A Magic-Angle-Spinning NMR Spectroscopy Method for the Site-Specific Measurement of Proton Chemical-Shift Anisotropy in Biological and Organic Solids

Proton chemical shifts are a rich probe of structure and hydrogen-bonding environments in organic and biological molecules. Until recently, measurements of H-1 chemical-shift tensors have been restricted to either solid systems with sparse proton sites or were based on the indirect determination of anisotropic tensor components from cross-relaxation and liquid-crystal experiments. We have introduced a magic-angle-spinning approach that permits site-resolved determination of chemical-shift-anisotropy tensors of protons forming chemical bonds with labeled spin 1/2 nuclei in fully protonated solids with multiple sites, including organic molecules and proteins. This approach, originally introduced for the measurements of chemical-shift tensors of amide protons, is based on three RN-symmetry-based experiments, from which the principal components of the H-1 chemical-shift tensor can be reliably extracted by simultaneous triple fit of the data. Herein, we expand our approach to a much more challenging system involving aliphatic and aromatic protons.

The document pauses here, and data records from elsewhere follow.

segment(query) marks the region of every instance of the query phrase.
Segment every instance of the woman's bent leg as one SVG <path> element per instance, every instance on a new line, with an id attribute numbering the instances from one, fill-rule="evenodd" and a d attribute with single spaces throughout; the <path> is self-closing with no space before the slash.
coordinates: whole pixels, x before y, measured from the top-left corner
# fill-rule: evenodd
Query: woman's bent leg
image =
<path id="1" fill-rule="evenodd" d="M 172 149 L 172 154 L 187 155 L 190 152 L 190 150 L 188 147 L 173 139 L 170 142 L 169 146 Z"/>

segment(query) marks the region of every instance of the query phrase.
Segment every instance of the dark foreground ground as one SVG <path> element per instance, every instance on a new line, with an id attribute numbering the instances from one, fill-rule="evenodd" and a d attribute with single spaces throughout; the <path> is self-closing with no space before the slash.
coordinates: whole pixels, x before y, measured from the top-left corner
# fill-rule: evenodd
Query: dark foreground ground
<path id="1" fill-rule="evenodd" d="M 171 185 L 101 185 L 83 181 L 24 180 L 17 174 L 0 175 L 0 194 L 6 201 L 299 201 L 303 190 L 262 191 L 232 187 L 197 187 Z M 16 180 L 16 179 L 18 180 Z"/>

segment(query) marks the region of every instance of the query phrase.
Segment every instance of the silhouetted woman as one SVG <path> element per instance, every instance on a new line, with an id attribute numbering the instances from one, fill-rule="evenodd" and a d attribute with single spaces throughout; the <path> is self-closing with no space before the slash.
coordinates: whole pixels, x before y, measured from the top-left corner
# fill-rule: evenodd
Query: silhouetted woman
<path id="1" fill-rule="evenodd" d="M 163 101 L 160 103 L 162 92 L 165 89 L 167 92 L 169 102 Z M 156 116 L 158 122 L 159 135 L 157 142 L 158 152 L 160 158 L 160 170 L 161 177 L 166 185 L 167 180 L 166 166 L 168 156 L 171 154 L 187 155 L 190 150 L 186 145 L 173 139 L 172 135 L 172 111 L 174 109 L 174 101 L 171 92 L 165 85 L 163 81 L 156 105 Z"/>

We start with a review of prior work on experimental NMR spectroscopy and computational quantum chemical approaches for measurements of H-1 chemical-shift tensors and relating these to the electronic structures. We then present our experimental results on U-C-13,N-15-labeled histidine and demonstrate that H-1 chemical-shift tensors can be reliably determined for the (HN)-H-1-N-15 and (HC)-H-1-C-13 spin pairs in cationic and neutral forms of histidine. Finally, we demonstrate that the experimental H-1(C) and H-1(N) chemical-shift tensors are in agreement with DFT calculations; therefore, establishing the usefulness of our method for the characterization of structures and hydrogen-bonding environments in organic and biological solids.